The World Health Organization (WHO) considered that Britain should abandon its plans to conduct mass vaccination of its population against the coronavirus at the current stage.
Experts of the organization recommend the British government to only immunize the groups most at risk of contracting the deadly virus.
"We are telling British residents that they can wait because we believe that countries, after they vaccinate health workers and the most vulnerable people," said WHO spokeswoman Margaret Harris, in statements to the BBC.
Harris stressed that others around the world should get vaccines via adopting a balance principle which would be the right step both morally and economically.

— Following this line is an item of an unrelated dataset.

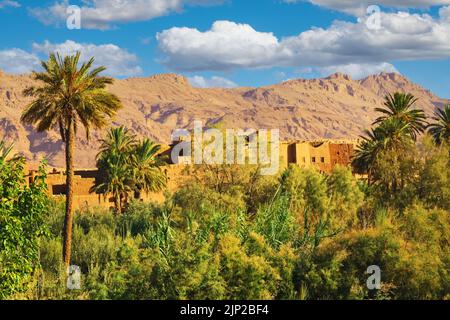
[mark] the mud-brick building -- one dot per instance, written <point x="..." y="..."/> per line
<point x="323" y="155"/>
<point x="85" y="179"/>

The spokeswoman for the organization explained, "I have recently published many pieces of research that prove that it is economically unfeasible for a country to vaccinate its population just to sit down and say later that everything is fine."
Margaret Harris warned against the mistake of focusing on unilateral efforts in the field of combating the novel Coronavirus ( known also as COVID-19).

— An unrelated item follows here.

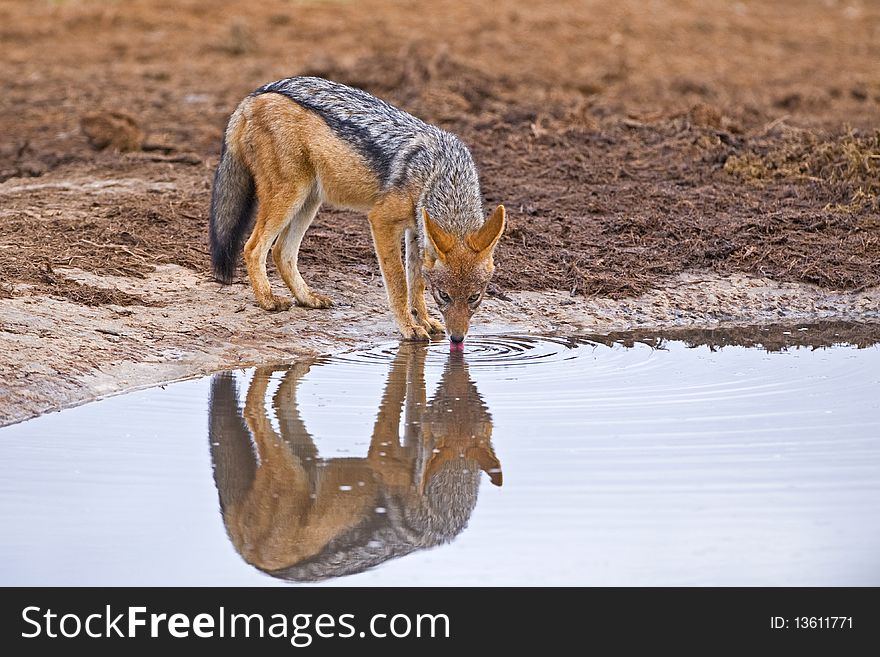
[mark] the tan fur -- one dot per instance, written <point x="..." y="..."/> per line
<point x="297" y="162"/>
<point x="293" y="508"/>
<point x="460" y="268"/>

She added: "We all live on one planet and interconnected with each other."
On January 25, the Secretary-General of the World Health Organization, Tedros Adhanom Ghebreyesus, considered that nationalist fanaticism in the field of vaccines could cost the global economy about $ 9.2 trillion, and the economies of rich countries could incur about $ 4.5 trillion from those losses.

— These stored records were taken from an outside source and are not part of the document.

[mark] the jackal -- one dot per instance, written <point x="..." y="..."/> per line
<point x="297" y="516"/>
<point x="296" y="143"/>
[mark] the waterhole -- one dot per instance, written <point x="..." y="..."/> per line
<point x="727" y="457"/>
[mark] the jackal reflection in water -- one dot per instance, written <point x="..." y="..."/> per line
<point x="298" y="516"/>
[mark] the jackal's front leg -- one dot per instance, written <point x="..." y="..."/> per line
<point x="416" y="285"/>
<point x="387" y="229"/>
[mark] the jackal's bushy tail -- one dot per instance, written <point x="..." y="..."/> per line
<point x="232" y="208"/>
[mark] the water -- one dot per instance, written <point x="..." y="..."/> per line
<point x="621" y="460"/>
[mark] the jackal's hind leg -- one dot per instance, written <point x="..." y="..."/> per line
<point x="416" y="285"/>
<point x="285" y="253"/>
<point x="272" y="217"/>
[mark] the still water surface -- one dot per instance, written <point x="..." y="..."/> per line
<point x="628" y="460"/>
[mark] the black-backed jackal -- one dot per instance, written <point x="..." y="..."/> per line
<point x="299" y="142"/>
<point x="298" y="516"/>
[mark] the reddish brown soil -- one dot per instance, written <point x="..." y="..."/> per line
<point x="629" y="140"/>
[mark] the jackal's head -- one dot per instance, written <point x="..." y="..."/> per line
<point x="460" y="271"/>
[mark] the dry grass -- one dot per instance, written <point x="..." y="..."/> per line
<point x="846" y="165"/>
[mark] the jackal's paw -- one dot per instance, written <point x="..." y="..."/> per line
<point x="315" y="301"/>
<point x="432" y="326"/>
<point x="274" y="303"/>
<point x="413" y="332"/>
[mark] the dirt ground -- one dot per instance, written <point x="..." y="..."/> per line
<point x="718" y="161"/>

This opinion was shared by the Secretary-General of the United Nations, Antonio Guterres, who called for greater justice in the procurement of anti-virus vaccines among the countries of the world.
On December 8, the United Kingdom ( UK) launched a vaccination campaign against the emerging coronavirus, with vaccines developed by several companies. According to the authorities, about 12% of the Kingdom's population received the first dose of the vaccine.
This month, the authorities announced the start of vaccination for people aged between 70 and 80 years, as well as people suffering from diseases that may cause deterioration of their health if they were infected with "COVID-19" disease caused by the Coronavirus.